15. The electronic device of claim 14, wherein the first tuple includes the first state, the second state, the first reward, and a first target embedding the first state.

16. The electronic device of claim 14, wherein in order to perform the first sensitivity analysis, the instructions instruct the processor:

to determine relationships between (a) amounts of change in a plurality of operational targets for performance of the analog circuit and (b) amounts of change in the electrical design variables, and to generate a matrix including relationships between the electrical design variables and the plurality of operational targets.

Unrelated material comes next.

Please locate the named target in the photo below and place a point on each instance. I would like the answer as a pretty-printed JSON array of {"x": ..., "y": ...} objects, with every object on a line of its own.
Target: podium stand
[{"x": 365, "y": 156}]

17. The electronic device of claim 16, wherein the matrix includes proportional relationships between (i) current values of the plurality of operational targets with respect to the amounts of change of the plurality of operational targets and (ii) values of the electrical design variables of the first state with respect to the amounts of change in the electrical design variables.

18. The electronic device of claim 17, wherein the plurality of operational targets includes at least one of gain, power, phase margin, correction time, unit gain frequency (UGF), or in-phase signal removal ratio (CMRR) of the analog circuit.

19. The electronic device of claim 14, wherein the electrical design variables include a ratio of transconductance to direct current of the analog circuit.

20. The electronic device of claim 19, wherein the electrical design variables further include a length of the analog circuit, and a width of the analog circuit is derivable from a relationship between the length and the ratio of the transconductance to the direct current.